Throughout these three volumes are references to such authoritative Georgia treatises as Georgia Law of Torts, Georgia Wrongful Death Actions, Punitive Damages in Georgia, and Georgia Products Liability, as well as national treatises such as American Law of Products Liability, 3d and Modern Tort Law, Liability and Litigation. References to Brown's Georgia Pleading, Practice and Legal Forms are also included throughout.
Shelving Instructions:
REMOVE and RECYCLE the existing Volumes 13, 14, and 15, copyright 1995, and their pocket parts.

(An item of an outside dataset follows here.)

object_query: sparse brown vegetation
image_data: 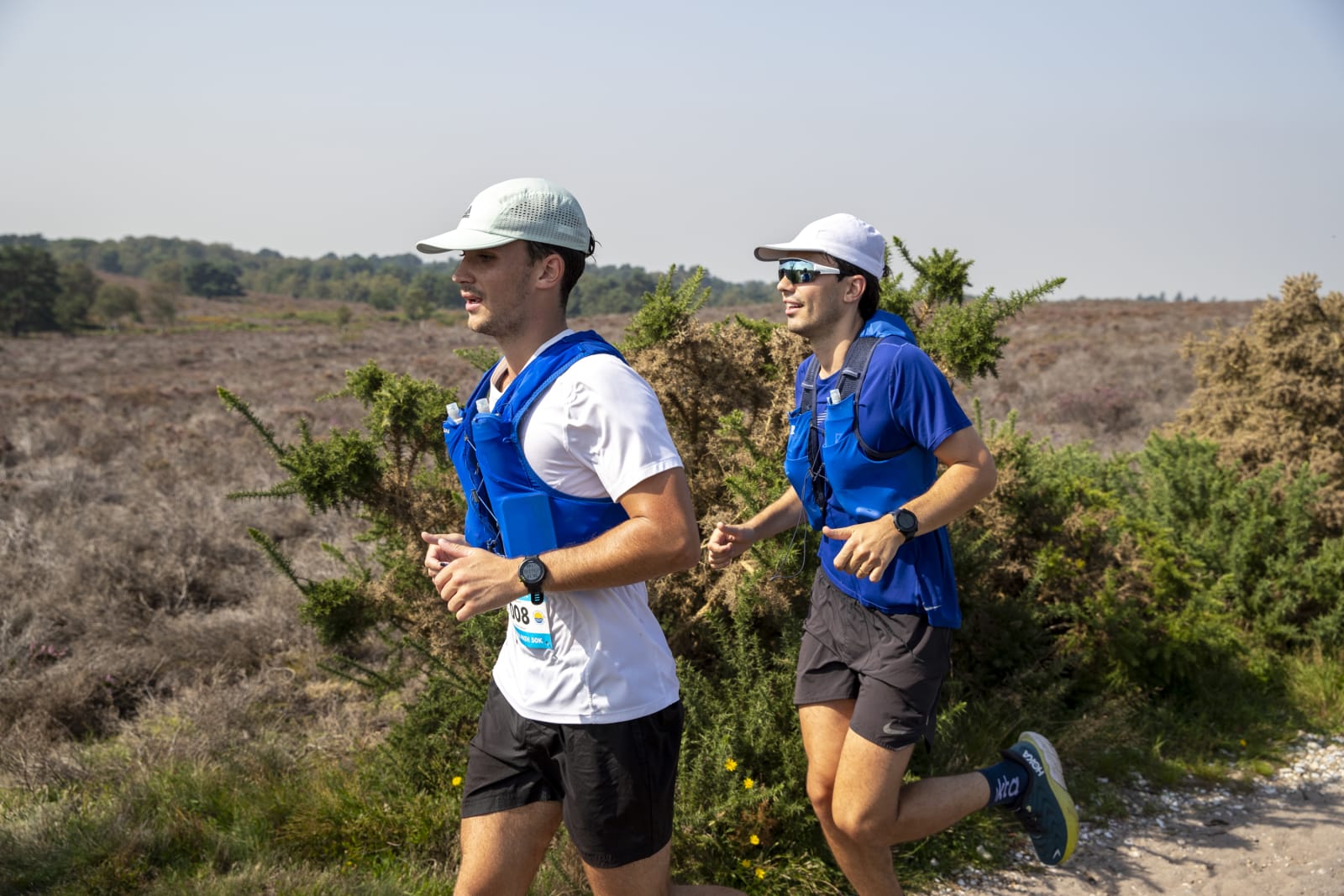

PLACE the new Volumes 13, 14, and 15 on the shelf after the existing Volume 12 of Georgia Jurisprudence.
Highlights:
— Prejudgment interest on unliquidated damages will be at an annual rate equal to the prime rate as published by the Board of Governors of the Federal Reserve System, as published in statistical release H. 15 or any publication that may supersede it, on the 30th day following the date of the mailing of the last written notice plus three percent, and begins to run from the 30th day following the date of the mailing or delivering of the written notice until the date of judgment. This applies to all civil actions filed on or after July 1, 2003. See Damages §11:42.
— In Georgia, for negligence purposes, an action undertaken for the benefit of another, even gratuitously, must be performed in accordance with the obligation to exercise reasonable care. The Georgia courts have specifically adopted the Good Samaritan doctrine stated in the Restatement Second, Torts §324A. See Negligence §21:9.